My afikomen prize was how close I felt to others without actually touching them. And the sense that dining tables are so passé. Online, I got to see and hear everyone (including family pets) in a myriad of dimensions at once. Like the lens that Braque and Picasso must have looked through before they shattered still lives and people — and reassembled them in ways that made the world gasp.

If this technophobe can laud social media, anything is possible. But this was no “miracle” washing over my passive self. It was a choice years in the making — like my wife Susan’s and my choice to begin adopting companion animals eight years ago.

We have been transformed by our dogs — and been reminded that we have a long way to go as people, and pet parents:

  • Our world is larger. Until Susan and I committed to one another, everything that lived inside our heads about ourselves and each other was rooted in assumption. Our marriage allowed us to appreciate the ways in which we overlapped and the ways we remained distinct. The same happened when we brought Louie and Lilly into our family — only magnified because we did not speak or understand canine “language.”  Learning our dog’s facial and body language smashed our anthropomorphic assumptions against the wall. And deepened our connection.

  • Pets bring out our best. At day’s end our dogs don’t care about our professional victories or defeats. The reception is always the same: exuberant barks, the offer of a paw and a warm tongue bath. Such unconditional acceptance of our essential selves inspires us to love and accept ourselves, each other and those we struggle to understand. We’ve learned that we have infinitely more to give than we thought we did. The consistency of our pet’s devotion also keeps our emotional pendulums from swinging wildly with life’s highs and lows. 

  • The lessons never stop. Just as we humans need to adapt and change with an ever-shifting environment, so do our animal companions. Like us, our dogs have had “good” days and “bad” days. We once believed that Louie and Lilly had each turned a behavioral corner only to experience a humbling flare up in response to another person or animal. As with humans, progress with pets is not linear. It is rather a line that zigs and zags with an upward trend — so long as we’re paying attention. There’s always something around the next corner.

  • We’re not all-powerful. As responsible pet parents, we wanted Louie and Lilly to become paragons of good behavior toward humans and other animals.
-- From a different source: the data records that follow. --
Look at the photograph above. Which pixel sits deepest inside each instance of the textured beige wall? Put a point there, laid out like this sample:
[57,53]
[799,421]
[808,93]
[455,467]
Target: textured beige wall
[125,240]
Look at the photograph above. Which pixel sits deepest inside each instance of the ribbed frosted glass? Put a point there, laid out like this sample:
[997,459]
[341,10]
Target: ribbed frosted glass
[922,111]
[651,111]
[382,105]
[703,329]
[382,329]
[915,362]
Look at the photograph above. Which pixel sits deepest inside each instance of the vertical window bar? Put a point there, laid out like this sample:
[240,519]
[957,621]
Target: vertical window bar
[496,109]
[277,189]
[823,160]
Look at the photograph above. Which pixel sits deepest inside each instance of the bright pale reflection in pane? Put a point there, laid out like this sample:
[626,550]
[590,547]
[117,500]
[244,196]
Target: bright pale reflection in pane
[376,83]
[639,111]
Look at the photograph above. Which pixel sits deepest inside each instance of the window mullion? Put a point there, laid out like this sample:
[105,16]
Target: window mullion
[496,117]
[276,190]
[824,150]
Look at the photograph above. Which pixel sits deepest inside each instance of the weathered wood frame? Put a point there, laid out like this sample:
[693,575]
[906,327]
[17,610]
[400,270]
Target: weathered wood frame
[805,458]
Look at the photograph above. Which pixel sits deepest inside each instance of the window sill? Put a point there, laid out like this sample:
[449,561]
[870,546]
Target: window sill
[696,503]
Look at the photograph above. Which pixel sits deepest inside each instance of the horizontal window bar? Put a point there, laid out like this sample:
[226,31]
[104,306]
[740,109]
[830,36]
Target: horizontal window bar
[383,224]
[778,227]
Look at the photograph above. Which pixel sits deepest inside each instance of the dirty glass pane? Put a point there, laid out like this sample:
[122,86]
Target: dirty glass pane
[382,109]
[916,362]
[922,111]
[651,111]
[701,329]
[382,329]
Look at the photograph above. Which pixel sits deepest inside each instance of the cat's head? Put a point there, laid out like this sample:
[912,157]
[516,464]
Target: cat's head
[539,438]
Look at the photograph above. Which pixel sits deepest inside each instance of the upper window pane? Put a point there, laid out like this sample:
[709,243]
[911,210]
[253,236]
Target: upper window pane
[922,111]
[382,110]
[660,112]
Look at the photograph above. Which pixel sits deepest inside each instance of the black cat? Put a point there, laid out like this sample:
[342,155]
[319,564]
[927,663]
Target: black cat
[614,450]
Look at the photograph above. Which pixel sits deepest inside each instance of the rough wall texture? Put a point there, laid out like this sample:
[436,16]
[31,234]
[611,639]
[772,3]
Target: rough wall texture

Sadly, and despite extensive desensitization training and professional interventions, Louie was never able to temper his fear-based aggression toward strangers who approached suddenly. However, he flourished on the horse ranch where he was re-homed after many tears. Over time, Lilly’s gyrations upon first spotting neighborhood dogs have mellowed to half a twirl. We let her make and keep the friends she wants and have learned how to intercept her triggers. Well, almost.

I once viewed the prospect of pet parenting as a daunting responsibility, a loss of freedom. Now, I see it as our Passover seder in the age of corona: an ingenious cubist portrait with so many sides to savor.

Toting the 10 commandments, Moses confronted the freed Hebrew slaves who danced with debauchery at the base of Mount Sinai:

“There is no freedom without the law.”

In our world of pet parenting, there is no “freedom" without the love.